FDA to ban menthol cigarettes and flavored cigars. Nearly a million smokers may quit. - Poynter

2022-05-14 17:21:59 By : Mr. Lucas Xiang

Covering COVID-19 is a daily Poynter briefing of story ideas about the coronavirus and other timely topics for journalists, written by senior faculty Al Tompkins. Sign up here to have it delivered to your inbox every weekday morning.

The Food and Drug Administration is banning menthol cigarettes. The FDA’s announcement did not come with an enforcement date, only saying it will work toward developing a regulation that bans these products “within the next year.” The FDA also proposed a ban on flavored cigars, including small ones called cigarillos that young smokers like.

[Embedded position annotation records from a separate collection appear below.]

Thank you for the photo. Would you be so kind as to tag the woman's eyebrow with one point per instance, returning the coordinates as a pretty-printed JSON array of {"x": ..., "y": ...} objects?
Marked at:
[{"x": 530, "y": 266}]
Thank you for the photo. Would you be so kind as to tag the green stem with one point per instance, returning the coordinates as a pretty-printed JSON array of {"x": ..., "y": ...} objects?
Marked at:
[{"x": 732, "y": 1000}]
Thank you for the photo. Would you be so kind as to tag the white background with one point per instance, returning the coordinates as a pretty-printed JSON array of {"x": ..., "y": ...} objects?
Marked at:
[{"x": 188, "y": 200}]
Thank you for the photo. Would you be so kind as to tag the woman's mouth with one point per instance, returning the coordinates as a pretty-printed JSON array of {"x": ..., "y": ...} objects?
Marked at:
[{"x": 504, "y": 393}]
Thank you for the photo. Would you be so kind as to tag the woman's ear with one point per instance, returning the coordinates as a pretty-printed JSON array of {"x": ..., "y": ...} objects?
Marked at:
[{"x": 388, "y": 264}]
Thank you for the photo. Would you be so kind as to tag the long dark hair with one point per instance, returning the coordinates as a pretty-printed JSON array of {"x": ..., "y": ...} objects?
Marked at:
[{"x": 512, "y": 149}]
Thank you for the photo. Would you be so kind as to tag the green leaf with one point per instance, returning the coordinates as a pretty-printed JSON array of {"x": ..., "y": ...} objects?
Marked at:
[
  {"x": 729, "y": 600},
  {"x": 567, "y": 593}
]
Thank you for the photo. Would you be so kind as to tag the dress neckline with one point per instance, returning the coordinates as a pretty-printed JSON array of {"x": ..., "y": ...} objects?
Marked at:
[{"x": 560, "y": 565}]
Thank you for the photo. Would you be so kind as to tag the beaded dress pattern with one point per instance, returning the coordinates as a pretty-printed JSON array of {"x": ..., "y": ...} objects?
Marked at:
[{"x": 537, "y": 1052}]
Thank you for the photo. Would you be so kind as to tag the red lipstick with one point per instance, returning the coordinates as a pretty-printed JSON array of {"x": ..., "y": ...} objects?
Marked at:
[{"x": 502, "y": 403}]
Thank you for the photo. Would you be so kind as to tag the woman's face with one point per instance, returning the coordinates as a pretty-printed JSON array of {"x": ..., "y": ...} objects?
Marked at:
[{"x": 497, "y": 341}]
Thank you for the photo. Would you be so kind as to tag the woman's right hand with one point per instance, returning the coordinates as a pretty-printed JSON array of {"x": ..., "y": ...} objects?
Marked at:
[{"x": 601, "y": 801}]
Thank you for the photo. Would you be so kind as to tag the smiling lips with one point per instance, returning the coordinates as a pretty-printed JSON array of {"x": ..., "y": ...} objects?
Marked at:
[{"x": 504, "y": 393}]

A recent Centers for Disease Control and Prevention survey found 28% of teen smokers light up menthol cigarettes.

“Banning menthol — the last allowable flavor — in cigarettes and banning all flavors in cigars will help save lives, particularly among those disproportionately affected by these deadly products,” acting FDA Commissioner Janet Woodcock said in a statement.

Stat included some important context about when the ban might begin and what difference it could make:

“It’s really impossible to predict,” said the director of the FDA’s tobacco center, Mitch Zeller, who noted that a previous regulation on menthol received more than 175,000 comments, all of which the FDA was required to consider. “There are very important considerations, starting with legal considerations, about getting this right.”

The ban comes on the heels of a similar decision by the European Union and Canada. A number of states, including Massachusetts and California, have also attempted to enact their own menthol bans.

Public health advocates, who have insisted that banning menthol will help ameliorate health disparities between white and Black Americans and blunt youth tobacco use, celebrated the FDA’s move. They argue that Black Americans smoke menthols at a higher rate than other racial groups because the tobacco industry has targeted its menthol marketing toward Black communities.

Zeller, the tobacco center director, cited a study claiming a U.S. menthol ban would prompt 923,000 smokers to quit, including 230,000 African Americans, in the first 13 to 17 month after a ban was enacted.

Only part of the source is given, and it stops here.